At 2100 feet above Santa Barbara

Automatic Scaling in Response to Load

One of the amazing benefits of EC2 is that it becomes easy to automatically scale the number of servers in operation as a function of load. So if a whole bunch of users suddenly show up in response to marketing activity or a digg event then your site doesn’t have to come to a crawl: you can simply fire-up additional EC2 servers to handle the load.

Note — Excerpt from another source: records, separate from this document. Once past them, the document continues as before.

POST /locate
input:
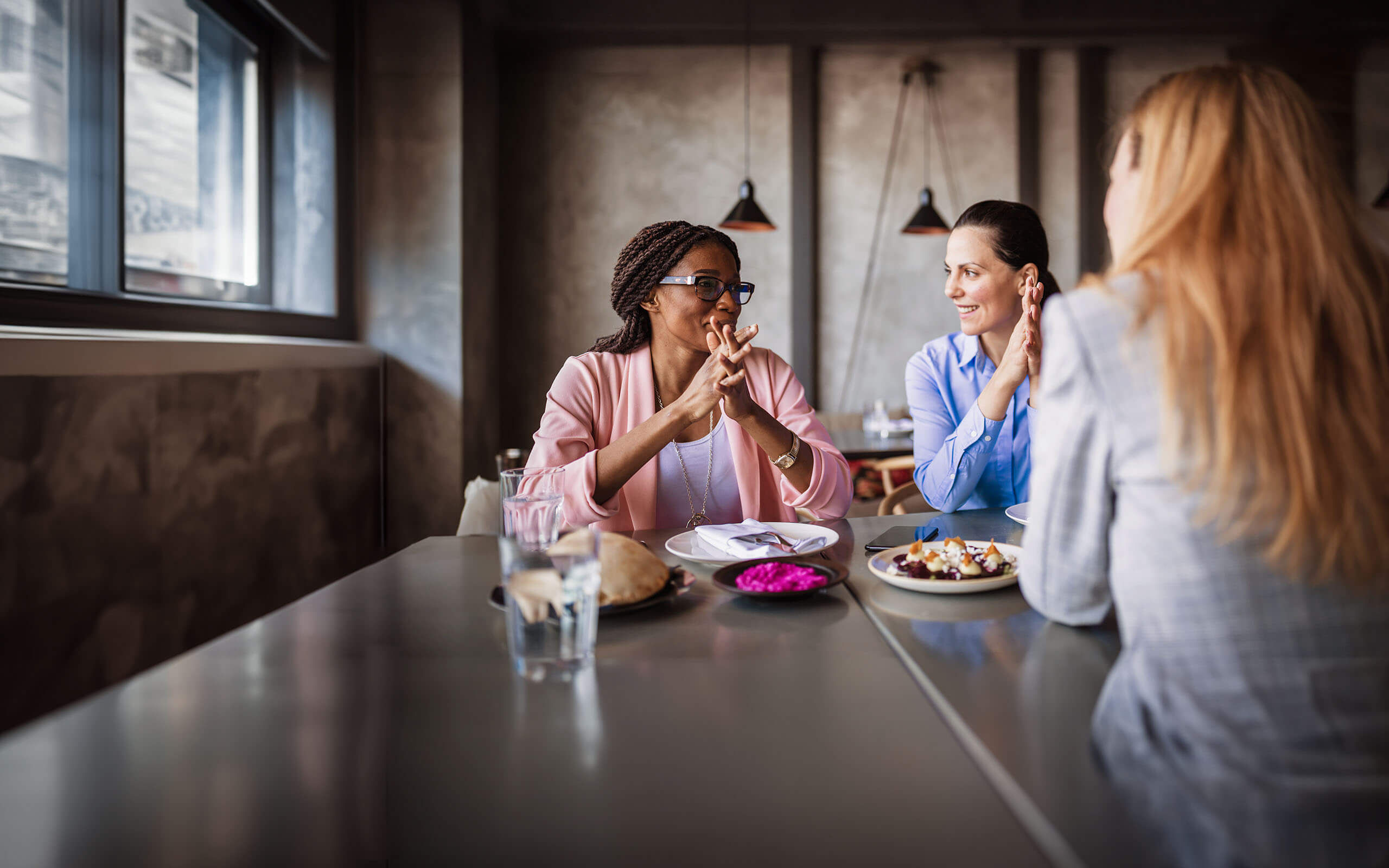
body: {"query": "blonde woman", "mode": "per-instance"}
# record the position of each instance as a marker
(1210, 459)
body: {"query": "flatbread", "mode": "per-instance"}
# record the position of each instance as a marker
(631, 573)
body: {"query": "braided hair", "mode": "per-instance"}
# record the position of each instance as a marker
(641, 266)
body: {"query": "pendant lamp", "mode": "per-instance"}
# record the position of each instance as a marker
(748, 216)
(927, 220)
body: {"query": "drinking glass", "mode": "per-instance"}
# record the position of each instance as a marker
(876, 418)
(532, 506)
(562, 585)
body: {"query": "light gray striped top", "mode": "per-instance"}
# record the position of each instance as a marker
(1254, 707)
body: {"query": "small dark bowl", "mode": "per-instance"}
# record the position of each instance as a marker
(727, 578)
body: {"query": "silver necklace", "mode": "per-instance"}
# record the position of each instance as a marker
(696, 519)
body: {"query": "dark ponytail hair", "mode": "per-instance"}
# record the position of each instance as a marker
(643, 261)
(1016, 235)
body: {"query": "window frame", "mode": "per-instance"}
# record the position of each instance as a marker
(95, 295)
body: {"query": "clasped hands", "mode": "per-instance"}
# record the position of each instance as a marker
(723, 375)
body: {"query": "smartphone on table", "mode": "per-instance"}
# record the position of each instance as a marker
(902, 535)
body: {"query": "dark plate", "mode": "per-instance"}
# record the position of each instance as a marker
(727, 578)
(678, 584)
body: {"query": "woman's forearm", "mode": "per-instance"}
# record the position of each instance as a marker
(998, 392)
(617, 462)
(775, 439)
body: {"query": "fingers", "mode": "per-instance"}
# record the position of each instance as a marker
(725, 386)
(747, 334)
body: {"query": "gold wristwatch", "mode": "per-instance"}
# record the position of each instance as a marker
(791, 453)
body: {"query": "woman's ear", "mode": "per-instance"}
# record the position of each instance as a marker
(1027, 271)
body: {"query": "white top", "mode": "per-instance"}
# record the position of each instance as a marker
(673, 505)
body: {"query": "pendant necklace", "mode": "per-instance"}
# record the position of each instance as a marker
(696, 519)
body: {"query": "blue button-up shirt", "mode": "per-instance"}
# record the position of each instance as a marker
(964, 460)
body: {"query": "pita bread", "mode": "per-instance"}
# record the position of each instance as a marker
(629, 571)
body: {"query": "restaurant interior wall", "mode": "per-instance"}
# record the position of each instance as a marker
(978, 95)
(410, 288)
(906, 306)
(149, 506)
(601, 142)
(1372, 112)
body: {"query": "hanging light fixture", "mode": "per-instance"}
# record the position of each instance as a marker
(927, 220)
(748, 216)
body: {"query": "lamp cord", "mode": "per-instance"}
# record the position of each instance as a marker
(748, 90)
(945, 149)
(877, 235)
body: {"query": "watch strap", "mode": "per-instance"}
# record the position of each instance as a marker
(791, 453)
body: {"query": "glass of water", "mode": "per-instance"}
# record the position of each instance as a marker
(532, 506)
(552, 603)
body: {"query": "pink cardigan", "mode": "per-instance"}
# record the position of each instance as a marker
(601, 396)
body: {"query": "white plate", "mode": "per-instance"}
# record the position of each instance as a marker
(881, 567)
(691, 547)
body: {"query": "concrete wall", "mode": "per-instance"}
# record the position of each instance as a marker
(410, 269)
(906, 304)
(601, 142)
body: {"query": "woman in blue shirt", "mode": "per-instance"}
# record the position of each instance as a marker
(969, 391)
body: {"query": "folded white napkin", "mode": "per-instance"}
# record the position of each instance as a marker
(730, 539)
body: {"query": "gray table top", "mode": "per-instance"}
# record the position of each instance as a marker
(1017, 690)
(377, 718)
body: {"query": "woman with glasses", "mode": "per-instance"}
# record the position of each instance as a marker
(727, 423)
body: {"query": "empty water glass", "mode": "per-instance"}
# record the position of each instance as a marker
(532, 500)
(552, 604)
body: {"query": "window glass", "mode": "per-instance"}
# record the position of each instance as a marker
(192, 155)
(34, 141)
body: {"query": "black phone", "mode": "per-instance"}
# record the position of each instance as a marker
(902, 535)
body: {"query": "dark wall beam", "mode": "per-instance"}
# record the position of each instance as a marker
(1092, 122)
(805, 222)
(1030, 125)
(481, 366)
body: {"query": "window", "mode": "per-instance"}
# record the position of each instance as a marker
(169, 164)
(192, 155)
(34, 142)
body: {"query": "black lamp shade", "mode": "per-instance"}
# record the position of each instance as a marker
(747, 214)
(927, 220)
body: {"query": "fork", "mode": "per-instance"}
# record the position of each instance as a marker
(775, 542)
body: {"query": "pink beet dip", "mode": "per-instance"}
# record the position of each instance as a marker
(780, 577)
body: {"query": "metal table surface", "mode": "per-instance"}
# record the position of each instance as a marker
(1017, 690)
(856, 445)
(378, 720)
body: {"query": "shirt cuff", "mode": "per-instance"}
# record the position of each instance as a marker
(978, 427)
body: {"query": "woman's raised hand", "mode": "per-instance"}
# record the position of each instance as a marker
(1033, 331)
(731, 352)
(720, 374)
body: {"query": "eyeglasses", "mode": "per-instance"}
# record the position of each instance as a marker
(710, 289)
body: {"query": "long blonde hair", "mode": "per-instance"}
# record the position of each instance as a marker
(1270, 303)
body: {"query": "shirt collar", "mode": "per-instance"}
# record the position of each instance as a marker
(967, 346)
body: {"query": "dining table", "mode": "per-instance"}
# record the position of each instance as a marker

The screencast below shows a simple scenario we are encountering a lot in action. This is what I demoed at the end of March at the O’Reilly Emerging Technologies conference in the keynote of Amazon’s CTO Werner Vogels. The demo lasts a mere 3 minutes and shows me enqueueing 100 music tracks on the SQS queue using a front-end web site. The queue size jump can be seen in the RightScale interface and the 10 servers that RightScale starts get to work on the queue. A few minutes later the queue size starts reducing and eventually the servers go idle and terminate themselves. Simple yet incredibly effective.

The set-up for this demo is relatively simple: a web front-end server provides the user interface and when the user kicks off expensive operations, in this example the transcoding of music tracks, it enqueues the operations as items onto an Amazon SQS queue. Each SQS queue item represents a unit of work and typically contains links to data files stored on Amazon S3. In this example, the music tracks to be transcoded as well as the resulting files are all stored on S3.

A separate array of worker servers runs a worker framework that repeatedly pulls an item off the SQS queue and performs the requested operation. If the queue remains empty for several minutes, the worker server terminates itself in order to reduce expenses. In the background the RightScale service is also monitoring the queue in order to ensure that an adequate number of servers are running to keep the queue service time within the desired bounds. An “elasticity” function is set-up on the RightScale site and determines how many servers need to be running at any point in time as a function of the size of the queue or as a function of the age of items at the head of the queue. If RightScale detects that too few worker servers are running, it simply launches additional ones.